Recently, the dye-sensitized solar cell (DSSC) has been attracting much attention as a potentially low-cost energy device. Typically, a DSSC consists of a dye-sensitized nanocrystalline semiconductor film on ITO (Indium-tin oxide) or FTO (fluorine-doped tin oxide) glass as the photo-anode, a platinized counter electrode which serves as the cathode, and an iodide/tri-iodide redox couple in proper mediator as the electrolyte. The working principle of a DSSC is summarized in five steps below, as shown in FIG. 1:    (1) Photo-excitation on dye molecules induces charge separation (see arrow 1 in FIG. 1).    (2) Charge (electron) injects into conduction band of mesoporous TiO2.    (3) Charge passes through outer circuit via electronic load (see arrow 2 in FIG. 1).    (4) Dye reduces to ground state by redox couple in the electrolyte (see arrow 3 in FIG. 1).    (5) Redox couple reduces on counter electrode by the charge coming from outer circuit (see arrow 4 in FIG. 1).
In a DSSC, the counter electrode functions as reduction reaction site such as:I3−+2e−→I−
This reduction reaction is vital since iodide ions are responsible for the regeneration of oxidized dye molecules.
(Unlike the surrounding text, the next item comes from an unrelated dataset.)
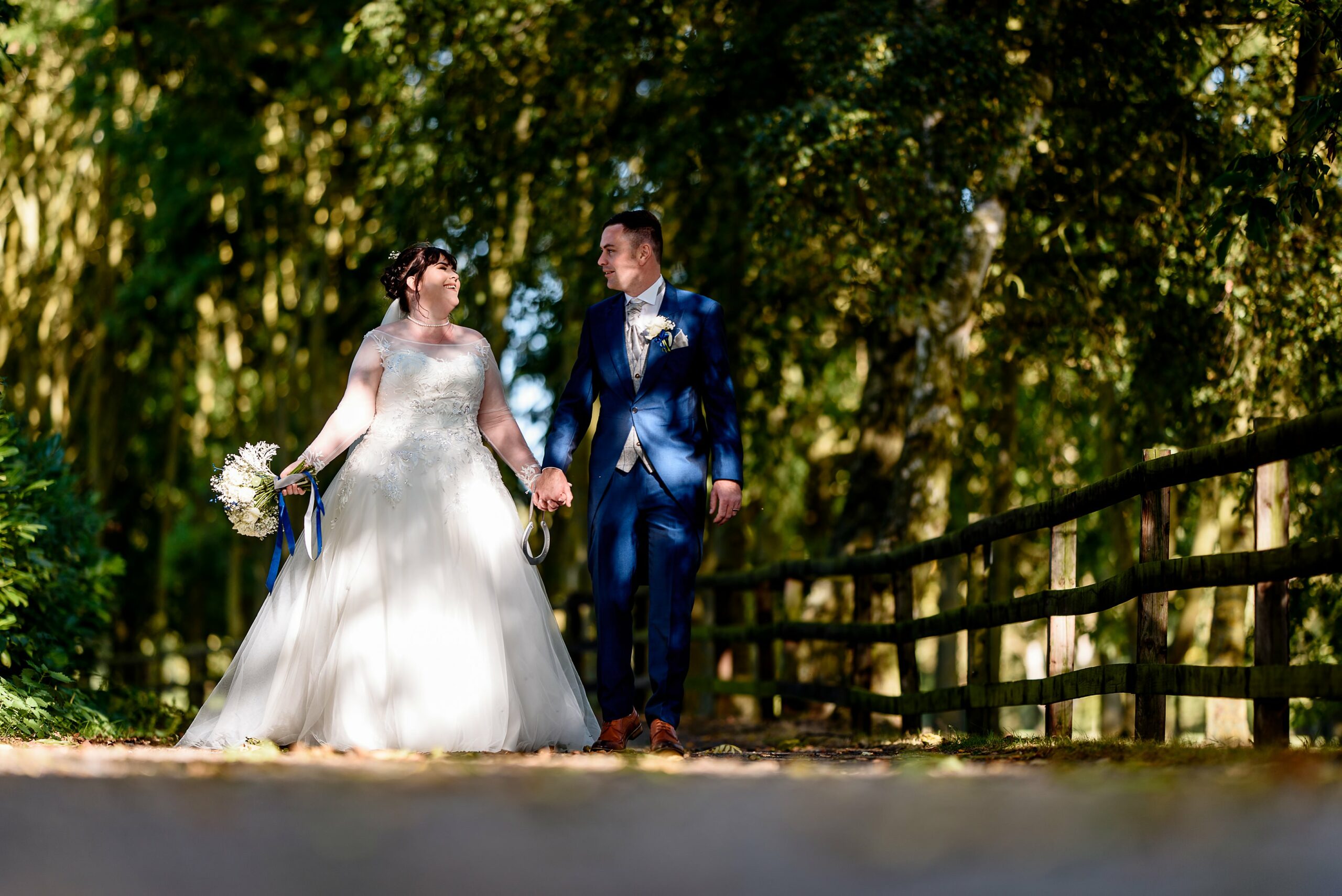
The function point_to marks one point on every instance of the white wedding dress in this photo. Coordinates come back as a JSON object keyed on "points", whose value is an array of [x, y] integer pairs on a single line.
{"points": [[420, 625]]}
Once the dye regeneration can not catch up the dye oxidation (i.e. electron injection from dye molecule to CB of TiO2), whole conversion efficiency is obstructed and DSSC itself might deteriorate because iodine crystal may deposit on the counter electrode surface.
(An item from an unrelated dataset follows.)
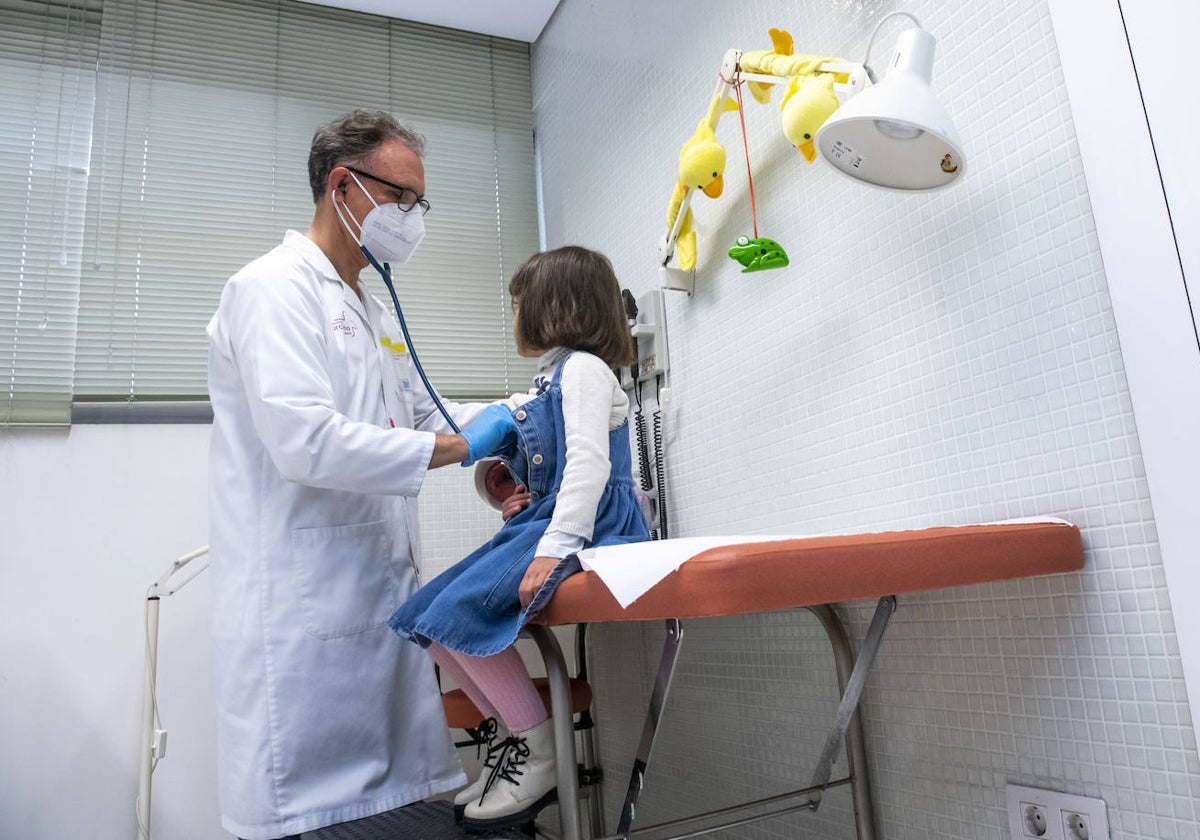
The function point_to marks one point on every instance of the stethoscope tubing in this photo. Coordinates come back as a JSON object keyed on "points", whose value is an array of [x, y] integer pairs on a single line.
{"points": [[385, 273]]}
In the prior arts, the naked ITO or FTO glass shows extremely slow kinetics of tri-iodide reduction in organic solvents. In order to minimize the overpotential, catalyst material is deposited on ITO or FTO glass to speed up the reaction.
So far platinum (Pt) has been used almost exclusively as the catalyst material. However there are different methods to form a thin layer of Pt, the choice of which depends on the cost and efficiency.
Sputtering a thin layer of Pt on ITO or FTO is a method commonly used. This platinized electrode exhibits fair performance. However sputtering requires an ultra-high vacuum environment and is not suitable for mass production.
Papageorgiou et al. developed a method called “thermal cluster platinum catalyst” (Coord. Chem. Rev., 2004, 248, pp 1421). This method provides low Pt loading (about 2-10 μg/cm2), superior kinetic performance (charge-transfer resistance, RCT<0.1 Ωcm2), and mechanical stability with respect to conventional platinum deposition methods like sputtering, or electrochemical deposition.
Wang et al. (Surf. Interface Anal., 2004, 36, pp 1437) studied the stability of thermal cluster Pt (TCP) electrode by X-ray photoelectron spectroscopy; they found the electrochemical-catalytic performance of TCP might reduce slightly due to adsorbed iodide on TCP's surface and the electrochemical catalytic performance could be regenerated by reheating treatment. However, this method requires heating up to 380° C., which is not suitable for mass production.
Other materials such as carbon and conducting polymer were also proposed to be the catalyst for tri-iodide reaction in DSSC; these new materials usually require thicker porous films to be deposited on the substrate to obtain acceptable catalytic effect and are still being developed.